The fleet is built for war on Venezuela or its drug cartels, but it is engineered to put enough pressure on Venezuela’s President Nicolás Maduro to push him from power. The justification for the war is stopping the flow of drugs into the U.S. by Venezuelan drug cartels; the justification for the coup is that Maduro is the head of those cartels.
But U.S. officials – often those in the best place to know – have disagreed with all three aspects of the military action: the significance of Venezuela’s drug cartels in the flow of drugs, and especially fentanyl, into United States; the role of Maduro in those cartels; and the use of the military to fight them. For their disagreement, many of those officials have left or been forced from their jobs.
U.S. President Donald Trump has insisted that military force is necessary to stop “narco-terrorists” who are smuggling a “deadly weapon poisoning Americans. He has claimed that “every boat,” the U.S. military strikes off the coast of Venezuela is “stacked up with bags of white powder that’s mostly fentanyl” and “kills 25,000 on average – some people say more.”
But current and former U.S. officials disagree. While most of the boats the U.S. military has sunk have been in the passageway between Venezuela and Trinidad and Tobago, U.S. officials say that that passage is neither used to transport fentanyl nor is it used to transport drugs to the United States. 80% of the drugs that flow through that passage is marijuana, and most of the rest is cocaine. And those drugs are headed, not to the U.S., but to West Africa and Europe. Most of the fentanyl that finds its way into the U.S. comes from Mexico.
The military strikes on Venezuelan boats cannot be justified by the war on drugs and “are unlikely… to cut overdose deaths in the United States,” according to officials. “When I saw [an internal document on the strikes],” a senior U.S. national security official said, “I immediately thought, ‘This isn’t about terrorists.
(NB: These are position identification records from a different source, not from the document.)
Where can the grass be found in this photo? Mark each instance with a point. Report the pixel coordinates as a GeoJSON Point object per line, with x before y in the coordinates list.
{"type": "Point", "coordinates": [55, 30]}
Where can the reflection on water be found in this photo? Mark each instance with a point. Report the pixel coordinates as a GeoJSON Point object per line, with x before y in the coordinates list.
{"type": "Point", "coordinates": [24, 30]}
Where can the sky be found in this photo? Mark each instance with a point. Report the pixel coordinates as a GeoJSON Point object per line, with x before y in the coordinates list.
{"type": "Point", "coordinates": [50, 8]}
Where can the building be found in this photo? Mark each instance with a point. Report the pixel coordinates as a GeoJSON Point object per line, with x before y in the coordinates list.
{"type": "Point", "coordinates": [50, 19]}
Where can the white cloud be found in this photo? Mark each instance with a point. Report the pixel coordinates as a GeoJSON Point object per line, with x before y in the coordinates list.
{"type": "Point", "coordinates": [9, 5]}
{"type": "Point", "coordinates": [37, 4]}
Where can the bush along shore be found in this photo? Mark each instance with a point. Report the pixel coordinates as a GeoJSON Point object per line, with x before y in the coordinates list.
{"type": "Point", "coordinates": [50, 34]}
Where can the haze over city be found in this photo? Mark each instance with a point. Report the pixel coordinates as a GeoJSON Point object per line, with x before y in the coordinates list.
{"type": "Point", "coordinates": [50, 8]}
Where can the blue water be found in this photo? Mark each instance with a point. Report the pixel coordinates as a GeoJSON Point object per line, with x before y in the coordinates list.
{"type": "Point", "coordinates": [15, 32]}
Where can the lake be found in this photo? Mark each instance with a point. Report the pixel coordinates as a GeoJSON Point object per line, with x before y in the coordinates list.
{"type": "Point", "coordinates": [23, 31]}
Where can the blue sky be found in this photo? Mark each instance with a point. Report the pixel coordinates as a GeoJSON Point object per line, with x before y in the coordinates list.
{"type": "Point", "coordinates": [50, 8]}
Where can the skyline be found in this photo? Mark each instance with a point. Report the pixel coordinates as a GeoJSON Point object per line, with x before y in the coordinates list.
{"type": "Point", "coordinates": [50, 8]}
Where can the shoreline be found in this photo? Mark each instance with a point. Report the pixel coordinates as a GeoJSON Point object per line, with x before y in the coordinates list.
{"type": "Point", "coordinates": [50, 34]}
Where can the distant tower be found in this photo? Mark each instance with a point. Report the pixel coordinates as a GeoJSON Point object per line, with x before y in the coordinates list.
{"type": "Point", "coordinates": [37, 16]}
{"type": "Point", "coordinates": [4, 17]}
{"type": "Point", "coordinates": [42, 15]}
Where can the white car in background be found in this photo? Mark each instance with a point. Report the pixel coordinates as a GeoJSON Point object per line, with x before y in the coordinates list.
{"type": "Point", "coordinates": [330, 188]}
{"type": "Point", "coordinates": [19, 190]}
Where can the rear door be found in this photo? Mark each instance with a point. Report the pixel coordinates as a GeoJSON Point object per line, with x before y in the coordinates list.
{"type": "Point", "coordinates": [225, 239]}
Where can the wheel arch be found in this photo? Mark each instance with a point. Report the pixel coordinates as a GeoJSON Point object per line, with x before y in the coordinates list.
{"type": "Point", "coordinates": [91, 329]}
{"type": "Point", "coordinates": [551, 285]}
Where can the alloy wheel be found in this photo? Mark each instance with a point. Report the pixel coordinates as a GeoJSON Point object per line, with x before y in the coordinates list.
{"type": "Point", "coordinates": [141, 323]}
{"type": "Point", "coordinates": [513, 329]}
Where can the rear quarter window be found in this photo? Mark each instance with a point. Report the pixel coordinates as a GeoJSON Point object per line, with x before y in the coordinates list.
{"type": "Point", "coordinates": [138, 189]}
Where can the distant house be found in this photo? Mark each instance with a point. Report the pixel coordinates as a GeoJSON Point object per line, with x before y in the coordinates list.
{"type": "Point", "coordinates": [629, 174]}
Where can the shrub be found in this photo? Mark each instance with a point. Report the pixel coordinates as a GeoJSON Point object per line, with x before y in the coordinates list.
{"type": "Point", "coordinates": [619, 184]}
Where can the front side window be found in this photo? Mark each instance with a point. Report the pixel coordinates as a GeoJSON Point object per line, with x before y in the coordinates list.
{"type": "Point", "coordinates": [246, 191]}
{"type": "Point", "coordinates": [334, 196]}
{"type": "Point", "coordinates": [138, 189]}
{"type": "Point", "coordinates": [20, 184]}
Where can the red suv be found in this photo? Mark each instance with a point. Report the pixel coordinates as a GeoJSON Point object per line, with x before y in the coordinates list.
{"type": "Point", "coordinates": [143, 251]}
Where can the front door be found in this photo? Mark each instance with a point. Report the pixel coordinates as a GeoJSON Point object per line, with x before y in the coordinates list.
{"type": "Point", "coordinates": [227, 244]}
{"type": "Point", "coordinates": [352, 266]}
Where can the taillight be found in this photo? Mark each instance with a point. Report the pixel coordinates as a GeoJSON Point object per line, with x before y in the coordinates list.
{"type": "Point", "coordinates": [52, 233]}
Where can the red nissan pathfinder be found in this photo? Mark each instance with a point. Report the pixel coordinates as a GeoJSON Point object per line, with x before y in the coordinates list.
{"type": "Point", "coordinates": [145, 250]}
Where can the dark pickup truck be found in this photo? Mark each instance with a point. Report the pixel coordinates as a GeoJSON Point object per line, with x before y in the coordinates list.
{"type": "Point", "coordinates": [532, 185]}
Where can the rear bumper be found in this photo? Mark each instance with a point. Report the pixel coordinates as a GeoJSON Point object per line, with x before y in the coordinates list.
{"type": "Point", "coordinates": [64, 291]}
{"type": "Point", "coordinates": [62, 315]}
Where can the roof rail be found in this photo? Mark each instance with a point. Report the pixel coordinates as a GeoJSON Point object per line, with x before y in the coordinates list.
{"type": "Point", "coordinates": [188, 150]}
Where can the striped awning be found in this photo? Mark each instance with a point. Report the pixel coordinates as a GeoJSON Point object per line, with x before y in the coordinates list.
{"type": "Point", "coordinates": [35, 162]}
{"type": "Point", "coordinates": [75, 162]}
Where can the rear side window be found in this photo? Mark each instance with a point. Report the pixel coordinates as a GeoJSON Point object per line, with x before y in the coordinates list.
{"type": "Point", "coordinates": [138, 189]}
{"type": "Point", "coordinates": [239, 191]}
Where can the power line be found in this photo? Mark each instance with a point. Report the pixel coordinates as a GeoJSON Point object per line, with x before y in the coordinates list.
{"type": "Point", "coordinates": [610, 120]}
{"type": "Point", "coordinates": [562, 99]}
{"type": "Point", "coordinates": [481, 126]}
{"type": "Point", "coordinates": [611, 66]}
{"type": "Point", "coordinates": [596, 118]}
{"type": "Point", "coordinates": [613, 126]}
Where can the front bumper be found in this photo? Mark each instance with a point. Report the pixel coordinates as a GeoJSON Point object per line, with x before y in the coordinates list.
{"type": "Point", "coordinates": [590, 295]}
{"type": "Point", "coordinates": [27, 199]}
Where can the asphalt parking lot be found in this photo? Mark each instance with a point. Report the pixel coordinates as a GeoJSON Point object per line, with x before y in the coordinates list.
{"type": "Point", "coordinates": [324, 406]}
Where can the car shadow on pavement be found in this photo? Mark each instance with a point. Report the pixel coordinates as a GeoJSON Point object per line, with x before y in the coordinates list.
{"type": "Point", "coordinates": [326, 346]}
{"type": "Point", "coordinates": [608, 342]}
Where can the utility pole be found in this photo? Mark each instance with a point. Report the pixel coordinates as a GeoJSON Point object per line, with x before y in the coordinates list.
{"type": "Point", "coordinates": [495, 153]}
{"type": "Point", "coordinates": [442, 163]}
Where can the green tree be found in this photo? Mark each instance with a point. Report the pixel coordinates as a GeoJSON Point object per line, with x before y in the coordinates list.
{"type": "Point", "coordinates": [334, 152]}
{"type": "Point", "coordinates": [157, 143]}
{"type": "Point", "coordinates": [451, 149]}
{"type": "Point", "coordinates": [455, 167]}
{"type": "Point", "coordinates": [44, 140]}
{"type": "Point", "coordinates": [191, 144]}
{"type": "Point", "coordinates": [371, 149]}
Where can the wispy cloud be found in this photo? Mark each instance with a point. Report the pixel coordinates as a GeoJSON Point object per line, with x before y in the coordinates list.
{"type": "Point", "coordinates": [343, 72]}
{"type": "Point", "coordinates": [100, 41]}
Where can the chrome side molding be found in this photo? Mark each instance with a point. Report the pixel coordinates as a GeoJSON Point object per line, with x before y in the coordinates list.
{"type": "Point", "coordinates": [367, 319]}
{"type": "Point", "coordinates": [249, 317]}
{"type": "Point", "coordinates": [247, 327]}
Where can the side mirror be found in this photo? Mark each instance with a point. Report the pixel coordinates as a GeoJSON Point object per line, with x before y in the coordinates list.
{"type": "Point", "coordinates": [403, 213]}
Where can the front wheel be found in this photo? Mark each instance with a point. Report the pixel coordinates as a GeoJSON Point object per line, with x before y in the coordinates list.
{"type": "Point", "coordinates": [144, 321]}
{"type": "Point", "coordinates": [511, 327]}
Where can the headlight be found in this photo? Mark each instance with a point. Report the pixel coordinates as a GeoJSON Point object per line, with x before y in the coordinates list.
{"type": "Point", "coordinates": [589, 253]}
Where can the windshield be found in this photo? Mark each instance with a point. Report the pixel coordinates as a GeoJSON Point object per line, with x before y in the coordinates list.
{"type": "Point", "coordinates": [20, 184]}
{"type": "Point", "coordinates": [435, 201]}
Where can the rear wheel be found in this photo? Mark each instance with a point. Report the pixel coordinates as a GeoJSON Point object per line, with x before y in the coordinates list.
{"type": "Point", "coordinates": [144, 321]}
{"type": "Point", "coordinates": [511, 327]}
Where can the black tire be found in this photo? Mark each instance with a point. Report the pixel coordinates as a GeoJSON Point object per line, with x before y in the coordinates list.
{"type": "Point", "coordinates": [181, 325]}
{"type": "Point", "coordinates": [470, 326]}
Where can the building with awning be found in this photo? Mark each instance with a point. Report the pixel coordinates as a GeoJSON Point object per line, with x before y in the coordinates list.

This is about Venezuela and regime change’.”
According to U.S. Drug Enforcement Administration, 90% of the cocaine that transits into the U.S. enters through Mexico, not Venezuela. And Venezuela is not a source of fentanyl. The dissenting American officials are in agreement with international bodies. The 2025 UNODC World Drug Report assesses that Venezuela “has consolidated its status as a territory free from the cultivation of coca leaves, cannabis and similar crops.” The report says that “[o]nly 5% of Colombian drugs transit through Venezuela.” The EU’s European Drug Report 2025 corroborates the UN report: it “does not mention Venezuela even once as a corridor for the international drug trade.”
U.S. intelligence also disagrees on the Trump administration’s claim that Maduro is at the head of the Venezuelan drug cartels. The Trump administration has insisted that “Maduro is the leader of the designated narco-terrorist organization Cartel de Los Soles.”
Again, though, U.S. officials disagree. A “sense of the community” memorandum dated April 7, 2025 that puts together the findings of the 18 agencies in the U.S. intelligence community released by the Office of the Director of National Intelligence directly contradicts the Trump administration’s claim that Maduro is the leader of Tren de Aragua (TDA) drug cartel.
The memorandum clearly states that “the Maduro regime probably does not have a policy of cooperating with TDA and is not directing TDA movement to and operations in the United States.” It states that the intelligence community “has not observed the regime directing TDA.”